Here's a comprehensive overview of our manufacturing process:
- Raw Material Procurement and Quality Control: We source raw materials from approved suppliers who meet stringent quality standards. Calcium citrate, Vitamin D3, Zinc, and Magnesium undergo thorough quality checks to ensure purity, potency, and compliance with pharmacopeial standards.
- Granulation Process: a. Mixing: Precisely measured quantities of Calcium citrate, Vitamin D3, Zinc, and Magnesium are mixed with suitable excipients like binders and disintegrants in a blender. b. Wet Granulation: The blend is moistened with a binder solution and granulated to form uniform granules. c. Drying: The wet granules are dried to remove moisture, ensuring stability and preventing microbial growth.
- Tablet Compression: a. Lubrication: Granules are lubricated to enhance flow properties and prevent sticking during compression. b. Compression: The lubricated granules are compressed into tablets of specified size, shape, and weight using high-quality tablet presses.
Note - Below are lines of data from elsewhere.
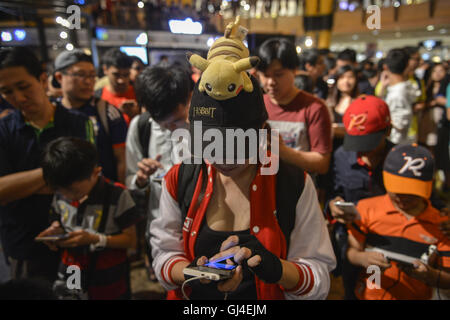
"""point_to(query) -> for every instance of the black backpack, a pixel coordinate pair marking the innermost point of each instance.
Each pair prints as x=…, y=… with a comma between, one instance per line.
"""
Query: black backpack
x=290, y=184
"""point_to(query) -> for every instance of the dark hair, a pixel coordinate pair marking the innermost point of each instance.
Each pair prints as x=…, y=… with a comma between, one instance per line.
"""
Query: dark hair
x=116, y=58
x=380, y=65
x=347, y=55
x=411, y=50
x=279, y=49
x=21, y=57
x=161, y=89
x=67, y=160
x=309, y=56
x=330, y=63
x=369, y=73
x=430, y=83
x=335, y=94
x=137, y=59
x=397, y=60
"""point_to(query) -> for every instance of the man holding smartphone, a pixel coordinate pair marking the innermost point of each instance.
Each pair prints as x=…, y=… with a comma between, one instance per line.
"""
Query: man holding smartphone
x=401, y=221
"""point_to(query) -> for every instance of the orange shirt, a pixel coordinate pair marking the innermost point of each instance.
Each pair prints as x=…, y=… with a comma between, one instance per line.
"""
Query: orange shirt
x=383, y=226
x=117, y=99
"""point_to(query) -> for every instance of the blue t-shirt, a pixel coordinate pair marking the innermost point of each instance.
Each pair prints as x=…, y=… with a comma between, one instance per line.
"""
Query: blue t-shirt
x=21, y=148
x=106, y=142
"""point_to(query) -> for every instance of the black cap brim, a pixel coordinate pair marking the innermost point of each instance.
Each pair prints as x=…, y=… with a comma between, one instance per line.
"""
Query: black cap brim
x=364, y=143
x=244, y=154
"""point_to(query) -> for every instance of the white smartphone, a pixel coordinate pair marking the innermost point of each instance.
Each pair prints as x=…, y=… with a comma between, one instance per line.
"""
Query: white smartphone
x=348, y=208
x=52, y=237
x=394, y=256
x=213, y=270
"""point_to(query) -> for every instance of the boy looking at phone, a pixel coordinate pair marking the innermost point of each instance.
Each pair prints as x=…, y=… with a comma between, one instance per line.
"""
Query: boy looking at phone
x=401, y=221
x=96, y=215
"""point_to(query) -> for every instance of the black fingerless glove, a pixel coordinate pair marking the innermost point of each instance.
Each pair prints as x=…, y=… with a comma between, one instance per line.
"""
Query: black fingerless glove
x=192, y=264
x=269, y=269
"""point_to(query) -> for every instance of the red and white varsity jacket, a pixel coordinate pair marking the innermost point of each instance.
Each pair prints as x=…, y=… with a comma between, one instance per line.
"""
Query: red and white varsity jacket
x=310, y=247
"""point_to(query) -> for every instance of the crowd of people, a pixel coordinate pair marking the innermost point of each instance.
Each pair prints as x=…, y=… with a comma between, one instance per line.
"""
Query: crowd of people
x=90, y=173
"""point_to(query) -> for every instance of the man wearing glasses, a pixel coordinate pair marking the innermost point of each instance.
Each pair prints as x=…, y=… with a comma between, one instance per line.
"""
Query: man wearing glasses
x=75, y=71
x=118, y=91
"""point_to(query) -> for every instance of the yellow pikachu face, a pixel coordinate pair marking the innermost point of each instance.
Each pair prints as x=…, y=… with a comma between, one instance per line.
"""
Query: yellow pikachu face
x=221, y=81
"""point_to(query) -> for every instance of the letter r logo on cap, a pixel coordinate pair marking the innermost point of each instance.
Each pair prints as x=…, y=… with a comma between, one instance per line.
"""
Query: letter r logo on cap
x=414, y=165
x=357, y=121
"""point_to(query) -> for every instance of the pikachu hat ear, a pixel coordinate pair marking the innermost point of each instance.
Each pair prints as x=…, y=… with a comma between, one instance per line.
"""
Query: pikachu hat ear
x=197, y=61
x=245, y=64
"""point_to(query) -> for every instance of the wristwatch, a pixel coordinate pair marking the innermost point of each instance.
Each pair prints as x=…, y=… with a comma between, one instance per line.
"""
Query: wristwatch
x=101, y=244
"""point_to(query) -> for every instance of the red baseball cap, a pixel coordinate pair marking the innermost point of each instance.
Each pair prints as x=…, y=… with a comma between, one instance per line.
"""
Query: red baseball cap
x=366, y=121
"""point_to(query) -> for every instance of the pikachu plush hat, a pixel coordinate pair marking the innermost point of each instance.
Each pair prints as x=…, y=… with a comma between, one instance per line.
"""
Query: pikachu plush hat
x=224, y=71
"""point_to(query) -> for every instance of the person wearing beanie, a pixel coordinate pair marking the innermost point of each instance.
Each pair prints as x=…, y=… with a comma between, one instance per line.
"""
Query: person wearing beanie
x=402, y=221
x=75, y=73
x=356, y=173
x=227, y=206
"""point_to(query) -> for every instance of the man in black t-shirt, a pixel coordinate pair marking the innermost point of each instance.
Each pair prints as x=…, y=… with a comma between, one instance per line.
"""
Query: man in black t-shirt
x=24, y=196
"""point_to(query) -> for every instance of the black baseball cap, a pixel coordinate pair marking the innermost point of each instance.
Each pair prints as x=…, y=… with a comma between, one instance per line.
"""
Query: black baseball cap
x=68, y=58
x=409, y=169
x=244, y=111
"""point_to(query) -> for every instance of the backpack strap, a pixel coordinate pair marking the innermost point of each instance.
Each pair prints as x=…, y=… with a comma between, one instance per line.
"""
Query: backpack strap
x=101, y=229
x=187, y=180
x=102, y=109
x=290, y=185
x=144, y=131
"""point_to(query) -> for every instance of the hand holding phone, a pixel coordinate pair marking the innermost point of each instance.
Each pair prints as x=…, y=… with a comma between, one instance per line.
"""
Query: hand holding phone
x=213, y=270
x=54, y=237
x=349, y=210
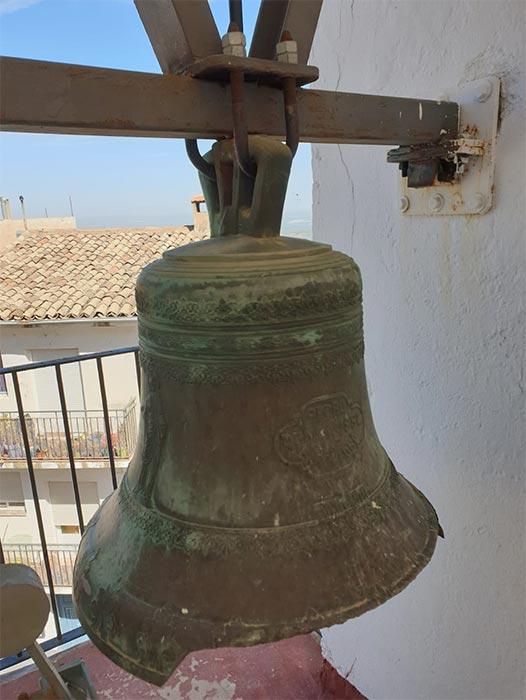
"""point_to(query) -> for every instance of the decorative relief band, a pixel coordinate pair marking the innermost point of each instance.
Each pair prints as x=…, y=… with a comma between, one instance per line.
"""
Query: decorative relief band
x=238, y=344
x=313, y=364
x=167, y=302
x=179, y=534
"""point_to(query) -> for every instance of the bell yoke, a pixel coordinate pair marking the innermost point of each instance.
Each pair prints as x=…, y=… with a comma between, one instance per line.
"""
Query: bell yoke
x=259, y=503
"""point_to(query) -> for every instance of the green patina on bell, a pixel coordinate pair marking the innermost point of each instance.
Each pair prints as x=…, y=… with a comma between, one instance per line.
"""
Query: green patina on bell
x=259, y=503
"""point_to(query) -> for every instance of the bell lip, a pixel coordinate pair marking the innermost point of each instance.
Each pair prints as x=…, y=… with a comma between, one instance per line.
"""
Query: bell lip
x=145, y=673
x=239, y=635
x=339, y=617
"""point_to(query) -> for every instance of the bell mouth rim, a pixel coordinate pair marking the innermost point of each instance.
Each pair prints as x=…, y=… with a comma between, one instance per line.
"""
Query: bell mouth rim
x=288, y=630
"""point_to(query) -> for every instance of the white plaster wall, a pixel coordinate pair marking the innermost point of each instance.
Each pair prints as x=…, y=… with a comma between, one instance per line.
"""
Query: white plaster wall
x=16, y=341
x=23, y=529
x=444, y=338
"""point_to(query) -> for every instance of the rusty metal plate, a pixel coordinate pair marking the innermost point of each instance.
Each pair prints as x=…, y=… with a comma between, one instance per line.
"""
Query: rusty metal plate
x=472, y=190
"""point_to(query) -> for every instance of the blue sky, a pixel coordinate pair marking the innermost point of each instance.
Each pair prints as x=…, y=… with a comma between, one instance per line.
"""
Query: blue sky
x=112, y=181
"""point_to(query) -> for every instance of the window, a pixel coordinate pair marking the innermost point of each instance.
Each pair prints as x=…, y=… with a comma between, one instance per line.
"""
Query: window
x=3, y=384
x=70, y=529
x=11, y=494
x=63, y=506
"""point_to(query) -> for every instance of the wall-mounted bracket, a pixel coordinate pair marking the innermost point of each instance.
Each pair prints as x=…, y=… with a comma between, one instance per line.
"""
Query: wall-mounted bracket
x=454, y=176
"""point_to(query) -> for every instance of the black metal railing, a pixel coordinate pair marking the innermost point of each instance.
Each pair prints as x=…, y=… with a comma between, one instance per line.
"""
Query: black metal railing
x=61, y=559
x=47, y=436
x=53, y=562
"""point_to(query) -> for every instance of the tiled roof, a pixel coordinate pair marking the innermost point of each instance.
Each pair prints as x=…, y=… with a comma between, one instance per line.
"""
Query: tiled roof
x=79, y=273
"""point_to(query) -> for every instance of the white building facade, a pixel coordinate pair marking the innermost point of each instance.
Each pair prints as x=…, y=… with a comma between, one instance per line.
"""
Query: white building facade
x=444, y=348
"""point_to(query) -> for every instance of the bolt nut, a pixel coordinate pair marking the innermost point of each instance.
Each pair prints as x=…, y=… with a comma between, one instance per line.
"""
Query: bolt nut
x=485, y=90
x=234, y=44
x=287, y=51
x=478, y=203
x=436, y=202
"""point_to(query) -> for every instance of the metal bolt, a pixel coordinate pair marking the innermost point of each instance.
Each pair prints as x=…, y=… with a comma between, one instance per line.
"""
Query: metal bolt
x=234, y=41
x=484, y=91
x=478, y=202
x=436, y=202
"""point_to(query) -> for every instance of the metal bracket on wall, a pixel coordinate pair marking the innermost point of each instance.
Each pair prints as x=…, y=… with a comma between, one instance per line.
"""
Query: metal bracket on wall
x=454, y=176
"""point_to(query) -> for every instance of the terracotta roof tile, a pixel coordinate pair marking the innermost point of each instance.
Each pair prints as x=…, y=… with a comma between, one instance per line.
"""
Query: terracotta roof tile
x=79, y=273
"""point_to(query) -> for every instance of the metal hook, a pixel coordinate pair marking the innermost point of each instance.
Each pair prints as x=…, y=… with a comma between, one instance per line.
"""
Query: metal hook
x=292, y=123
x=237, y=90
x=197, y=160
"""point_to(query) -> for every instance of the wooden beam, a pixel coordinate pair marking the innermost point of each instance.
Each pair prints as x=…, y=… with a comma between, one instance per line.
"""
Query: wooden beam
x=42, y=97
x=300, y=17
x=180, y=31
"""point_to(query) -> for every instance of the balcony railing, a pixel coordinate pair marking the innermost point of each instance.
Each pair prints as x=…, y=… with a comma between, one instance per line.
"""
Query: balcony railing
x=47, y=436
x=72, y=436
x=61, y=559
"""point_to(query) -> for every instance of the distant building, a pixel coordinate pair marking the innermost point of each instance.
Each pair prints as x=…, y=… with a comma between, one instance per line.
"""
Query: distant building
x=68, y=293
x=200, y=215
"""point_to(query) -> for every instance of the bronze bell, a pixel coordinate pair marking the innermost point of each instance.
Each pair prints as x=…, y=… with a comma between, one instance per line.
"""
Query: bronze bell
x=259, y=503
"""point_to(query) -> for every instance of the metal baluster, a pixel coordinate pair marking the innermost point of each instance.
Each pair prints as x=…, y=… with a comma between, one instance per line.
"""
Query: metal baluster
x=138, y=370
x=107, y=422
x=69, y=446
x=36, y=502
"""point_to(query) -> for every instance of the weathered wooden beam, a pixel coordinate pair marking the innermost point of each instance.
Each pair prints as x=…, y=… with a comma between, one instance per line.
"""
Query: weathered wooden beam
x=180, y=31
x=37, y=96
x=300, y=17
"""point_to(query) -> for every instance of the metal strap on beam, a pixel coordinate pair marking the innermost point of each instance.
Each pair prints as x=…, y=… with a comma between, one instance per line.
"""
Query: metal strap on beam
x=72, y=99
x=180, y=31
x=299, y=17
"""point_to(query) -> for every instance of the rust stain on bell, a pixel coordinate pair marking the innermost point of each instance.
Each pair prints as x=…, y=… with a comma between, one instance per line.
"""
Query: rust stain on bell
x=259, y=503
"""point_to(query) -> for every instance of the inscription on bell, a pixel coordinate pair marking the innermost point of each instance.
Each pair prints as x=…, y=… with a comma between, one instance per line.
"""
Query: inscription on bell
x=324, y=437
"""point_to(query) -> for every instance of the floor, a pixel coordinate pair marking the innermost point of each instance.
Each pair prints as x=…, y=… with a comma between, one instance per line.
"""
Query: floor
x=292, y=669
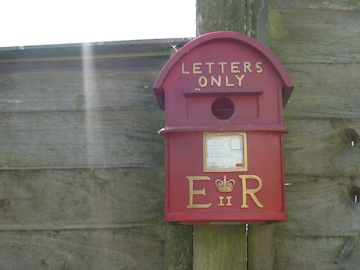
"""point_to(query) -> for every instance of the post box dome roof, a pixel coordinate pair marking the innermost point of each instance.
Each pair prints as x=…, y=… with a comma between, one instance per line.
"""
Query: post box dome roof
x=252, y=44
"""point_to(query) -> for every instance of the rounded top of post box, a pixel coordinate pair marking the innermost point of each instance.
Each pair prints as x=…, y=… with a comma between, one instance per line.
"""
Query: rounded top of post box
x=227, y=36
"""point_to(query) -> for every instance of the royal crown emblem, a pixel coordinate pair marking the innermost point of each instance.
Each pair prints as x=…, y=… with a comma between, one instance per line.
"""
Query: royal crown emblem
x=225, y=185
- Coating (Optional): Tablets may undergo coating to improve appearance, taste masking, or to provide enteric protection. Coating materials are carefully selected for compatibility and functionality.
- Quality Control Testing: Throughout manufacturing, samples are collected and subjected to rigorous quality control tests. These include assays for active ingredients, dissolution testing, hardness testing, and visual inspection for defects.
- Packaging: a. Primary Packaging: Finished tablets are packed into blister packs or bottles under controlled conditions to maintain product integrity. b. Secondary Packaging: Labeled blister packs or bottles are placed into cartons with appropriate labelling and patient information inserts.
- Storage and Distribution: Finished Pharmaceutical products are stored in controlled environments with appropriate temperature and humidity conditions to maintain stability. Strict inventory management and distribution practices ensure timely customer delivery while preserving product quality
- Documentation and Record Keeping: Comprehensive documentation of all pharmaceutical manufacturing processes, quality control tests, and deviations is maintained per WHO GMP guidelines. This includes batch records, certificates of analysis, and validation reports.
- Cleaning and Sanitization: Equipment used in manufacturing is regularly cleaned and sanitized to prevent cross-contamination and ensure product safety.
- Continuous Improvement: Den Mark Pharmaceuticals Pvt. Ltd. is committed to continuous improvement through regular audits, training programs, and best practices to enhance product quality and compliance with WHO GMP guidelines.
By following these clean pharmaceutical manufacturing processes and adhering to WHO GMP guidelines, Den Mark Pharmaceuticals Pvt. Ltd ensures the production of top-quality Calcium Citrate + Vitamin D3 + Zinc + Magnesium Tablets that meet the highest standards of safety, efficacy, and regulatory compliance.